Auckland's heated housing market is at a crossroads after the first average price drop in six months, says one of the city's biggest real estate agencies.
Barfoot and Thompson's latest housing survey said the average price in August dropped by nearly 1 percent from July to $821,079, which was also lower than prices in June and May.
It was the first drop in six months.
It follows the latest QV House Price Index, released yesterday, which showed national values jumped 11.3 percent in the year to August, and were now 29 percent higher than in 2007.
Managing director Peter Thompson said there was still pressure on the housing market, with the onset of the traditionally busy spring period, and factors like the housing shortage were still boosting prices.
But he said there were forces pulling the other way too.
"To counter that we've got both Government and the Reserve Bank that are introducing new measures from either the 1st October or the 1st November. And I think people are still a little bit unsure of how that's going to affect real estate moving forward, and maybe that's just people who are holding off making that extra purchase."
Mr Thompson said concerns about world-wide stability were also playing their part, and there had been signs the market has eased in recent months.
"We have seen a slight fall off in some of the auctions that have been held this week where some of the vendors have been putting too high a price on and the buyers have said 'enough's enough' .
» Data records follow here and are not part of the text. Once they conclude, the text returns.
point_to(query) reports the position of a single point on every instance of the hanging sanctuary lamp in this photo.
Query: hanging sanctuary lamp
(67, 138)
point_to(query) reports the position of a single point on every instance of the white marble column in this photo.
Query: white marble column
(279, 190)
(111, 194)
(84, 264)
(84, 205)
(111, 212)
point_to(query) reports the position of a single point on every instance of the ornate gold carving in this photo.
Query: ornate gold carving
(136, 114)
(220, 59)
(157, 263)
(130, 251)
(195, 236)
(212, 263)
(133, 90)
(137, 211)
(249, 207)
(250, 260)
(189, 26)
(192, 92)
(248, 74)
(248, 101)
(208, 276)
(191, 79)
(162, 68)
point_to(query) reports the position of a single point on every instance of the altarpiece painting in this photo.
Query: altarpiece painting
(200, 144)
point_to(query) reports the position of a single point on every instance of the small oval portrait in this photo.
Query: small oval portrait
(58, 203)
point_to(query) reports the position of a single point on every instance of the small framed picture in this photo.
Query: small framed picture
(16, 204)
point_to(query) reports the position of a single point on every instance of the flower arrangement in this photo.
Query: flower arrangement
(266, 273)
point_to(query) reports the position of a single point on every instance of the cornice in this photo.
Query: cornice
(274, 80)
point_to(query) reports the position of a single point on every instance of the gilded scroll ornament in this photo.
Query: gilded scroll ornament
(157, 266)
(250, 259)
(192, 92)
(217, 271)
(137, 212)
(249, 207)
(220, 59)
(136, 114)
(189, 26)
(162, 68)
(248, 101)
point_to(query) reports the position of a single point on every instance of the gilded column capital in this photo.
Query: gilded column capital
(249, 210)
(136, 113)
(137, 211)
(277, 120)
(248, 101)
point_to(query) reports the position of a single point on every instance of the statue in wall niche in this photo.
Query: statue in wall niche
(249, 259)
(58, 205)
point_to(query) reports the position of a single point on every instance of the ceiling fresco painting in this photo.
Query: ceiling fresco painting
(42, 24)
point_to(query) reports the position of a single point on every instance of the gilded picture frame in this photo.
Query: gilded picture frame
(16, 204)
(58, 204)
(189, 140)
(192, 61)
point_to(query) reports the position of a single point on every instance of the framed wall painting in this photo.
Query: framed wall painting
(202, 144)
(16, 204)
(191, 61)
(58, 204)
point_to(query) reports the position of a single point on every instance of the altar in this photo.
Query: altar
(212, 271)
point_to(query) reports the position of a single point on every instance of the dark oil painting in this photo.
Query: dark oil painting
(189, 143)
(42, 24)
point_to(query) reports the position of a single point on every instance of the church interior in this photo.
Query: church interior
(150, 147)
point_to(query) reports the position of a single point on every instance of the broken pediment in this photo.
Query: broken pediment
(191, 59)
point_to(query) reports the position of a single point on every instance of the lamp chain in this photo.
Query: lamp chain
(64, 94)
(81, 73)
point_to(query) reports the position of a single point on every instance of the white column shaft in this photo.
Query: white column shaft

"It is an indication that it is possibly at a crossroads but there are plenty of buyers out on the market."
The survey also showed the city's median house price had fallen, dropping by $2000 between July and August, to $755,000.
Mr Thompson said the most likely scenario was that prices would go up over the next few months - but modestly.
Meanwhile, official figures show that residential building activity has fallen, which economists say is due to the pace of repairing earthquake damaged homes in Christchurch easing back.
Seasonally adjusted house building fell 1 percent in the three months to June compared with the previous quarter.
But total building activity picked up, thanks to a 5.2 percent gain in industrial and commercial construction.
The actual value of all building work totaled $4.1 billion, with residential accounting for 61 percent of that.
Some 59 percent of the total came from Auckland and Canterbury.
Statistics New Zealand said the volume trend for all buildings grew to a level last seen a decade ago in the June 2005 quarter, the previous series peak.